“Este é o vazio que vamos sentir quando deixarmos de jogar futebol”
Aos 36 anos, com um filho recém-nascido, o médio tem aproveitado este período para estar com a família.
Aos 36 anos, com um filho recém-nascido em casa, Tarantini tem aproveitado este período para estar com a família e treinar, mas também já lançou um eBook e avançou com o doutoramento que tem em curso. E garante que, depois disto, nada será como dantes.
Vivemos uma fase única nas nossas vidas. Como é que tens passado os dias?
É uma fase diferente. Tinha uma rotina, não era acelerada como muitas pessoas têm, mas tinha alguns compromissos diários: de manhã treinava, à tarde estudava ou tinha palestras ou descansava, depois às 17h00 ia buscar a minha filha ao colégio, tratava dela e jantava.
Hoje, estando 24 horas em casa, e tendo sido novamente pai há três semanas, é tudo muito diferente. E claro que, estando a minha esposa a tomar conta do recém-nascido, estou mais tempo com a minha filha mais velha.

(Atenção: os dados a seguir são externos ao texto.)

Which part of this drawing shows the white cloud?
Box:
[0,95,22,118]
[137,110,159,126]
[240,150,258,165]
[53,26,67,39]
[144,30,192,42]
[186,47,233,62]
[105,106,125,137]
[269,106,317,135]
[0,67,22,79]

Que idade tem a tua filha mais velha?
Tem 20 meses, ainda não fez dois anos, também ainda não é muito independente. Agora percebo muito bem aqueles pais que estão em teletrabalho em casa e que têm filhos para ensinar. Deve ser uma situação brutal! É de louvar quem está em casa com os filhos e a trabalhar.
Ela pede-te para irem passear?
Ela ainda não compreende o facto de estarmos tanto tempo em casa, porque por vontade dela estava sempre na rua. Tento evitar ao máximo, mas vou dar as minhas voltinhas com ela. Felizmente moro numa zona que tem pouca gente e sempre dá para dar uma voltinha a pé com ela.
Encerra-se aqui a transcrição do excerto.